Going Global: The Golan Heights

The region’s history is far more complicated than Trump would have you believe

The Golan Heights’ border with Syria proper. The Golan Heights end (and Syria begins) where the farmland ends. In the background is the deserted city of Quneitra in Syria. The white buildings on the right are mostly UN buildings. (wiki.commons)

Late last month, U.S. President Donald Trump declared that the United States considers the Golan Heights—a region of Syria that was annexed by Israel during the Six-Day War—to be part of Israeli territory. This makes the United States the only country in the world that currently recognizes the area as “Israeli.”

By all accounts, Trump making this statement was a foreign policy mistake.

As the name suggests, the Six-Day War lasted only six days, and was a conflict fought in 1967 between Israel and its neighbours Egypt, Jordan, Syria, and Iraq. There’s a lot to say about the background of this conflict, but it was just one in a series of wars waged by nearby Arab countries which refused to recognize Israel.

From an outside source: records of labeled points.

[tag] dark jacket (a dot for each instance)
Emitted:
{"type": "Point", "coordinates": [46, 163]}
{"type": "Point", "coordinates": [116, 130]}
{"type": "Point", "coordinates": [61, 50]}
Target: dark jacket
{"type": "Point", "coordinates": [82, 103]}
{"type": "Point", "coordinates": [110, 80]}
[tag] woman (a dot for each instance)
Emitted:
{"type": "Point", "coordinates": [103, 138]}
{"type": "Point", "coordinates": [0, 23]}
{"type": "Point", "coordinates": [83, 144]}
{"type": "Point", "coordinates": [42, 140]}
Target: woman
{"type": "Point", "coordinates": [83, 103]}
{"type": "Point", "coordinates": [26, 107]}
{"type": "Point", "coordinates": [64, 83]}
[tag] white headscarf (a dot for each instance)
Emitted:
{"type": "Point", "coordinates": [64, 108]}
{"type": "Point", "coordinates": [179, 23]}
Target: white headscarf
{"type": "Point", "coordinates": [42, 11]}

Despite being totally outnumbered, Israel launched a preemptive surgical strike against Egypt, eliminating the competitiveness of its air force, which was effectively the entire opposition, within a few hours. Israel would win the war several days later, capturing Gaza and the West Bank from Jordan, the Sinai Peninsula from Egypt, and the Golan Heights from Syria. The Sinai Peninsula would be contested territory until 1975, when it came under Egyptian control.

The Golan Heights would be fought over again during the two-front Yom Kippur War in 1973, when Israel neutralized an attempt by Syria to take the territory back. In 1974, Syria and Israel eventually agreed to allow Israel to control the area, while also establishing a demilitarized zone between the two countries. The UN Disengagement Observer Force remains present in the area to this day.

Israel would later pass the Golan Heights Law in 1981, extending Israeli legal jurisdiction to the area. This was, in effect, an annexation of the region, though Israel never described the action using that term. In response, the UN Security Council—which includes the United States—unanimously declared that, under international law, the Israeli law has no legal effect.

In the current realm of international law, it’s generally accepted that a country can’t simply march its military into a new area, occupy it, and claim that it belongs to them. The idea that Crimea should belong to Russia is generally rejected for the same reason.

Only the United States recognizes the Golan Heights as an area belonging to Israel. Israel was still asking for this recognition during Barack Obama’s presidency, but he reiterated American support for previous UN resolutions while also noting that such a political move would compromise attempts at finding Syrian allies in the conflict against ISIS.

Trump, evidently, had no such reservations. Admittedly, it has been very difficult to find a non-political explanation as to why Trump made this move. It’s indeed true that the Golan Heights can be considered a strategic territory, as it is highly mountainous and defensible in the event of armed conflict. However, even political explanations are difficult to make. Republicans only captured an estimated 17 per cent of the Jewish vote in the 2018 midterm elections, though some fundamentalist Christian voters believe that Jewish people in Israel having full control over the land there satisfies an interpretation of their scripture.

Either way, Trump’s declaration about the Golan Heights and the earlier move of the US Embassy to Jerusalem were both widely interpreted as electoral gifts to Benjamin Netanyahu. His Likud party opposes the idea of a Palestinian state and right of settlement to disputed areas in the region, such as the Golan, which have an estimated 20,000 Jewish settlers living among some 20,000 Syrians, as well as others. With the Likud party gaining even more seats with the recent election, Trump’s move may have indeed paid off for him.